The argument that prior military service permanently strips civilian status has no basis in IHL. If it did, every Israeli who'd ever served (which is nearly all of them, given conscription) would be a legitimate target forever.

So: not a targeting framework, more like a justification for killing the entire population.

On your second point: Israel's targeting decisions are also subject to IHL, and where they kill civilians unlawfully that's also a war crime. That's not a defence of Hamas... it's the same standard applied consistently.

"They do it too" doesn't make either lawful.

For what it's worth, joining Hamas is a choice; IDF service is compulsory.

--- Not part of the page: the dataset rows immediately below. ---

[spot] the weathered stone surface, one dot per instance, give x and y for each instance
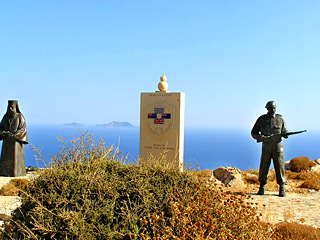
(316, 168)
(287, 165)
(230, 177)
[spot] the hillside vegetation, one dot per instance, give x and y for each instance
(89, 193)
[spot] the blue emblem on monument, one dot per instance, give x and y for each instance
(158, 115)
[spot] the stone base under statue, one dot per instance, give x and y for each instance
(12, 162)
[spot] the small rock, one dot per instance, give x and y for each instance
(230, 177)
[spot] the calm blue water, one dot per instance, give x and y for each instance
(209, 148)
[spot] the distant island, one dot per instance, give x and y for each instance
(73, 124)
(115, 124)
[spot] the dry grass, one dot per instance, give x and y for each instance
(299, 164)
(295, 231)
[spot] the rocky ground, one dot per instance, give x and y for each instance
(301, 205)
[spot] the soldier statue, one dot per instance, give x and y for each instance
(269, 129)
(13, 132)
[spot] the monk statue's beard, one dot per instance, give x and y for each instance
(11, 113)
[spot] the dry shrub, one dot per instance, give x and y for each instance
(292, 175)
(299, 164)
(250, 178)
(313, 182)
(14, 187)
(90, 194)
(295, 231)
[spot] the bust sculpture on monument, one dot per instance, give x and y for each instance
(13, 132)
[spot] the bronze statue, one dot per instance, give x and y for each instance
(269, 129)
(13, 132)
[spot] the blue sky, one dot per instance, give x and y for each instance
(88, 61)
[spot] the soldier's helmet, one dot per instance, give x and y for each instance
(271, 104)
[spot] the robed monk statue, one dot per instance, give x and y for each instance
(13, 132)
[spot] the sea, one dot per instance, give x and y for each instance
(204, 148)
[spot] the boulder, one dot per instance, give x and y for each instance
(230, 177)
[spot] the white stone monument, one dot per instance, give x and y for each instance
(162, 125)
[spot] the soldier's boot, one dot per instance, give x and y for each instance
(282, 191)
(261, 189)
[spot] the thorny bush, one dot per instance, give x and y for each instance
(89, 192)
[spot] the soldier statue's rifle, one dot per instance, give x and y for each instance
(281, 135)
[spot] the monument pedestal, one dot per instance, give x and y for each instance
(162, 127)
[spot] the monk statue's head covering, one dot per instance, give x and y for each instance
(9, 111)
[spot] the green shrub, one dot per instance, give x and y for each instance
(299, 164)
(89, 193)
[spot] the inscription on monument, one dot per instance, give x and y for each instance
(162, 126)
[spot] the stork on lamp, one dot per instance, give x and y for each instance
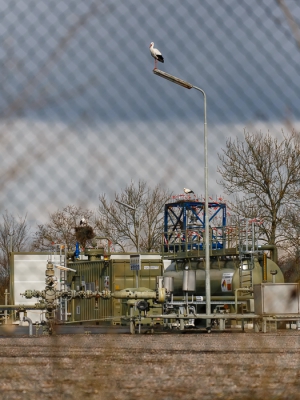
(156, 54)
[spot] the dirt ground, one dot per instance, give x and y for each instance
(191, 365)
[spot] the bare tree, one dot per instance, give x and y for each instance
(62, 228)
(126, 227)
(14, 237)
(266, 173)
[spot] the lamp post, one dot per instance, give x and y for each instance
(188, 85)
(138, 235)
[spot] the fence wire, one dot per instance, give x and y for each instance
(83, 114)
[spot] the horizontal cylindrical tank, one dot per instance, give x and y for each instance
(224, 276)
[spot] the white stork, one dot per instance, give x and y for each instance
(156, 54)
(82, 221)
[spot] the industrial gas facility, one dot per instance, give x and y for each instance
(234, 283)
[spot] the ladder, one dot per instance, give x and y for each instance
(248, 250)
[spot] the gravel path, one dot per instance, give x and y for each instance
(231, 365)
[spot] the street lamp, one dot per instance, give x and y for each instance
(136, 214)
(188, 85)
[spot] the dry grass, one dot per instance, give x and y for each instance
(154, 366)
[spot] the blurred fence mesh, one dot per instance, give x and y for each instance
(83, 114)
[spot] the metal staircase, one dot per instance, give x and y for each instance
(248, 249)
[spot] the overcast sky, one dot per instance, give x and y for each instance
(82, 112)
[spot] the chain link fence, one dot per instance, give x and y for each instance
(82, 112)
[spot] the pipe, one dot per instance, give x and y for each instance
(214, 298)
(240, 290)
(22, 307)
(265, 267)
(30, 324)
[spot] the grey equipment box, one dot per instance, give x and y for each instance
(276, 298)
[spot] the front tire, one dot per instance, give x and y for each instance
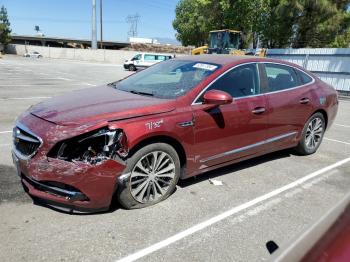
(132, 67)
(153, 172)
(312, 135)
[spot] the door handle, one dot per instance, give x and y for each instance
(304, 100)
(258, 110)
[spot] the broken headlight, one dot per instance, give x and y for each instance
(93, 147)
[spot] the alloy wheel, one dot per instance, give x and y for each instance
(152, 176)
(314, 133)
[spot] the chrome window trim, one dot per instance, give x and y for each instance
(241, 149)
(258, 62)
(19, 154)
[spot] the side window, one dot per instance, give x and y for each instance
(150, 57)
(239, 82)
(280, 77)
(304, 78)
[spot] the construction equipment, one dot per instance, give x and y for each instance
(227, 41)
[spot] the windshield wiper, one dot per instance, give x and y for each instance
(141, 93)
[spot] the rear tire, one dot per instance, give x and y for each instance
(312, 135)
(154, 172)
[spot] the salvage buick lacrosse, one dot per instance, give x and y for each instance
(132, 140)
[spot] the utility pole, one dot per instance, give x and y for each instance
(101, 25)
(133, 21)
(93, 31)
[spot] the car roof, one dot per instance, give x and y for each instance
(223, 59)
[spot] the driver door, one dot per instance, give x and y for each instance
(232, 131)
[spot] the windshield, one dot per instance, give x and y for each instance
(168, 79)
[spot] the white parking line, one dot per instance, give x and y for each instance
(164, 243)
(338, 141)
(342, 125)
(25, 98)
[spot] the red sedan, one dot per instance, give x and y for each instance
(135, 138)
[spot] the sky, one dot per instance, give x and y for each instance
(72, 18)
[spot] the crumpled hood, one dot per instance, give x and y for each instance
(100, 103)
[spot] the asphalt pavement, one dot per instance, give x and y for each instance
(274, 197)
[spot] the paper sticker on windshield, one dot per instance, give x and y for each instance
(205, 66)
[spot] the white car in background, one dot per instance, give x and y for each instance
(33, 54)
(143, 60)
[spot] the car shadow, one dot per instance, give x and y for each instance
(236, 167)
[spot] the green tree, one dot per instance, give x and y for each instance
(304, 23)
(195, 18)
(5, 31)
(276, 23)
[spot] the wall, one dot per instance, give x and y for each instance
(332, 65)
(101, 55)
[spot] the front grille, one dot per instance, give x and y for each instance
(25, 142)
(58, 189)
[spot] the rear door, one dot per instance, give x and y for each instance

The cases aren't analogous.

[1] https://www.hrw.org/news/2023/10/09/questions-and-answers-oc...

> This is settled in international humanitarian law

Neither participant in the Israel-Hamas conflict subscribes to that.

And I'm not really sure how you could expect the small resistance group to follow international humanitarian law when the big state they're fighting doesn't either? That seems absurd.

> This is settled in international humanitarian law.

Many things are settled in international humanitarian law, thus far it hasn't stopped either side from ignoring it wholesale.